Nintendo lawsuit accuses Switch emulator creators of ‘piracy at a colossal scale’


Nintendo has filed a lawsuit against the makers of Yuzu, a popular Switch emulator that allows users to play games developed for the platform on their PCs and Android devices. In the case Shared by Stephen Totilo of Game Filethe company claimed that Yuzu violated anti-hijacking and anti-trafficking provisions of the Digital Millennium Copyright Act (DMCA).

Nintendo explained that it protects its games with encryption and other security features to prevent people from playing pirated copies. Yuzu has the ability to defeat these security measures and decrypt Nintendo games. “[W]If Yuzu hadn’t cracked Nintendo’s encryption, unauthorized copies of the games would not have been playable on PCs or Android devices,” the company wrote in its complaint.

According to the DMCA, it is illegal for Nintendo to “circumvent the technological measures put in place by copyright owners to protect copyrighted works from unauthorized access and copying.” And the distribution of “software designed primarily to circumvent technological measures” also constitutes illegal human trafficking. The defendants are thus “facilitating piracy on a large scale,” the lawsuit alleges. This case could set a precedent for future lawsuits against emulators, which are not illegal in and of themselves. whom Ars Technica notes that Nintendo’s arguments call their nature illegal.

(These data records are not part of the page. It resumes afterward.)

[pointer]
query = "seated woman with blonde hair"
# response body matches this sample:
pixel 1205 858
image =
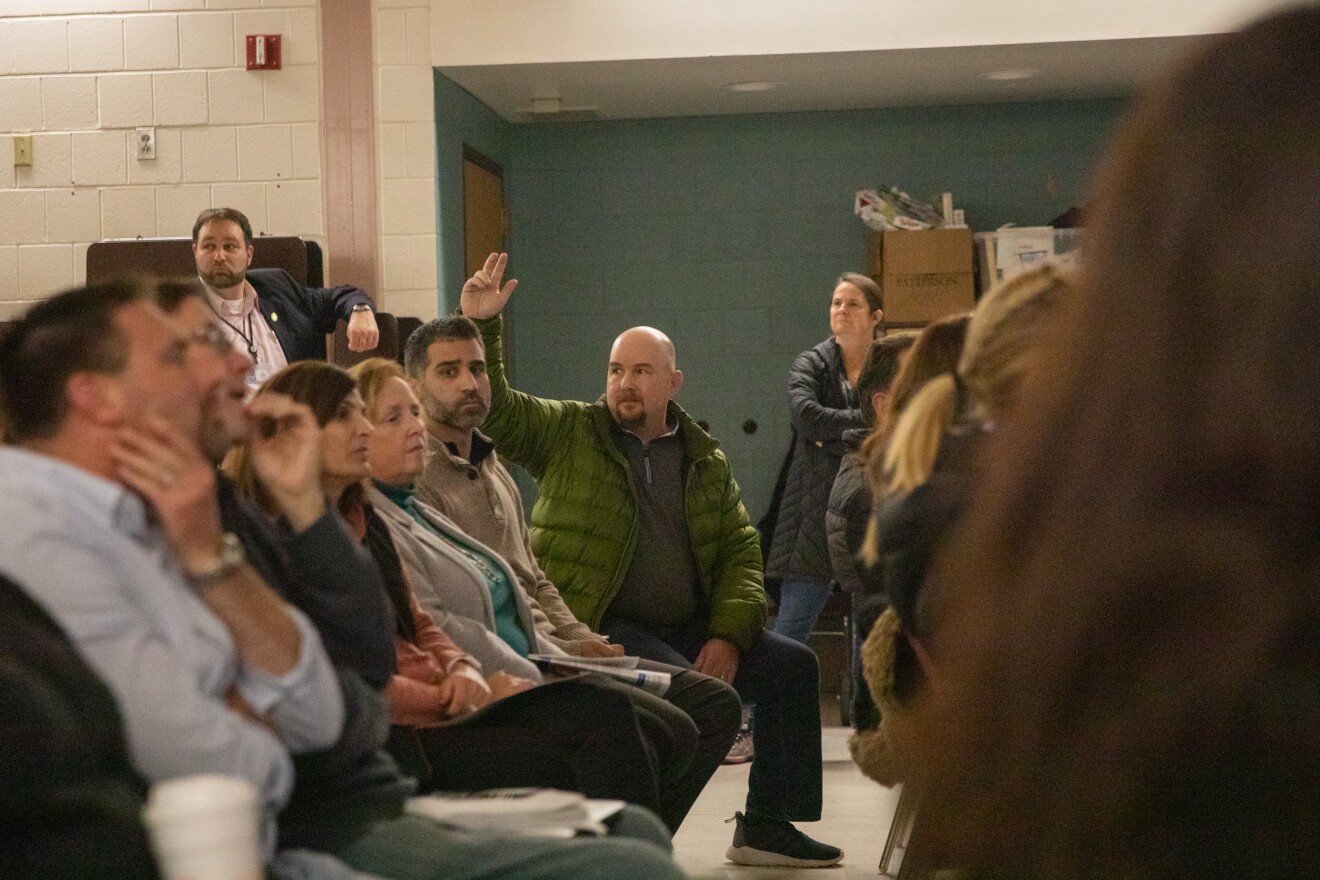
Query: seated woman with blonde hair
pixel 454 727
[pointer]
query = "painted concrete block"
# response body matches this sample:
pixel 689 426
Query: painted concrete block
pixel 40 46
pixel 20 103
pixel 295 207
pixel 127 213
pixel 73 214
pixel 206 40
pixel 45 269
pixel 126 100
pixel 151 42
pixel 210 155
pixel 180 98
pixel 23 217
pixel 292 95
pixel 306 149
pixel 99 158
pixel 97 44
pixel 235 96
pixel 405 94
pixel 177 207
pixel 265 153
pixel 69 103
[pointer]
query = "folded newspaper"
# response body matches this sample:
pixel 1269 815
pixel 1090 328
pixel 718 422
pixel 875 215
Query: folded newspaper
pixel 526 812
pixel 618 668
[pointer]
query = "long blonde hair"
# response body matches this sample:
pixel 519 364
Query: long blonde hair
pixel 371 376
pixel 999 351
pixel 998 354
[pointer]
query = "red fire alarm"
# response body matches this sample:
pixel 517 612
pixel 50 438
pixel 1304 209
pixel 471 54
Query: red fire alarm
pixel 264 52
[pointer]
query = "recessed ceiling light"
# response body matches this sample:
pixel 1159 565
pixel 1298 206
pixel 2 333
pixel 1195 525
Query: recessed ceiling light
pixel 759 85
pixel 1018 73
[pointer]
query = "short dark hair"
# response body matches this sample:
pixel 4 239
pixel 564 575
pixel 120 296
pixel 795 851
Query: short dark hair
pixel 881 367
pixel 866 284
pixel 223 214
pixel 70 333
pixel 453 329
pixel 169 294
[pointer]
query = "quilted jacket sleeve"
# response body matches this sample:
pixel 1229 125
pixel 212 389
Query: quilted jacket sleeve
pixel 737 593
pixel 816 400
pixel 526 429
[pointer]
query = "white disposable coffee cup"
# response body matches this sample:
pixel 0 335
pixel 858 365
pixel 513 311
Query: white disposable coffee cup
pixel 205 827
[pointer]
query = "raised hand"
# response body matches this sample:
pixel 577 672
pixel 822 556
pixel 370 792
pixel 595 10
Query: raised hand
pixel 363 333
pixel 482 296
pixel 285 449
pixel 170 472
pixel 718 659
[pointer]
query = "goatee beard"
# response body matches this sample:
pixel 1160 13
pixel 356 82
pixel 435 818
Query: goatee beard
pixel 223 279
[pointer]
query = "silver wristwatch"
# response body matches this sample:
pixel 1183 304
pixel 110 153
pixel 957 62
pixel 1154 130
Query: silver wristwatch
pixel 227 561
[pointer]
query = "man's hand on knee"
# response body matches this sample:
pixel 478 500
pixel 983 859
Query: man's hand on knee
pixel 718 659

To show how much Yuzu has affected its business, Nintendo disclosed this in its complaint The Legend of Zelda: Tears of the Kingdom it was illegally distributed a week and a half before its official release. Apparently, it has been downloaded more than a million times from pirated websites, which made it particularly noticeable that people could play the game file through Yuzu. The company also noted that Yuzu’s creators make money from their emulators. They make about $30,000 a month from Patreon supporters and have so far made about $50,000 from the paid version of their software on Google Play.

Nintendo is asking the court to stop Yuzu’s creators from promoting and distributing the software. He is also seeking an unspecified amount in “equitable relief and damages.”